// 18.05.2017 // 0 commentaire

Les cotons-tiges envoient 34 enfants par jour à l'hôpital

Petits, mais dangereux : les cotons-tiges envoient chaque jour 34 enfants aux urgences. Quand Leo Gerstenzang les invente en 1923, en observant sa femme nettoyer les oreilles de leur bébé à l’aide d’un bout de coton et d'un cure-dent, cela n’était certainement pas son intention. Les risques du coton-tige sont aujourd'hui bien connus : outre des bouchons de cérumen, les petits instruments peuvent entrainer des infections du conduit auditif externe. Mais les accidents sont encore réguliers. Chez les enfants, les risques sont particulièrement importants, comme le montre cette nouvelle étude, parue le 1er mai 2017 dans le Journal of Pediatrics. 
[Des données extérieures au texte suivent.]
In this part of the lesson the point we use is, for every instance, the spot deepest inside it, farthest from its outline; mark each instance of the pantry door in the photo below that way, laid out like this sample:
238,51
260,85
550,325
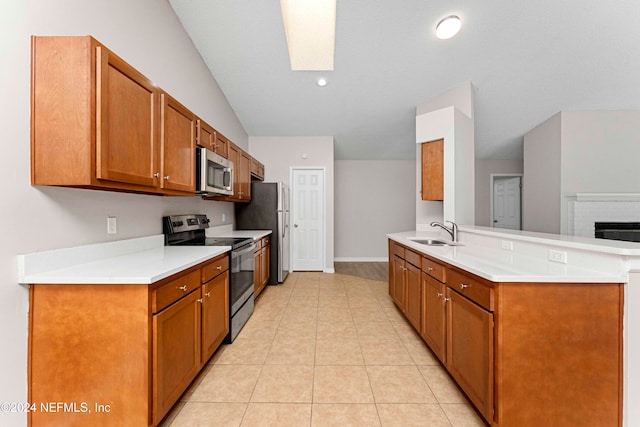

Les moins de 8 ans les plus touchés

En utilisant une base de données répertoriant les blessures à un niveau national, une équipe de chercheurs de l'Ohio State University College of Medicine (Etats-Unis) a analysé les blessures causées par les cotons-tiges chez les moins de 18 ans. Ce sont 263 338 enfants qui ont été soignés pour ce type de traumatisme aux Etats-Unis entre 1990 et 2010, apprend-on. Soit une moyenne de 12 540 cas par an, ce qui représente environ 34 par jour. Les plus touchés sont les enfants de moins de 8 ans, qui représentent 67,4% des blessés. Viennent ensuite les 0 à 3 ans pour 40,2%. Le plus souvent, ces accidents arrivent lors du nettoyage des oreilles (73,2%) ou en jouant (9,2%), et lorsque le patient lui-même a utilisé le coton-tige (76,9%) ou un parent (15,8%). Les patients ont consulté car ils se plaignaient de sensation de corps étranger dans l’oreille à 39,2%, des saignements à 34,8% et des douleurs à 17,1%. 
s cotons-tiges font de nombreuses victimes parmi les enfants : environ 35 mineurs se présentent aux urgences chaque jour, à cause d'une blessure causée par un coton-tige, comme le révèle une étude. 

Répartition des diagnostics effectués par les médecins.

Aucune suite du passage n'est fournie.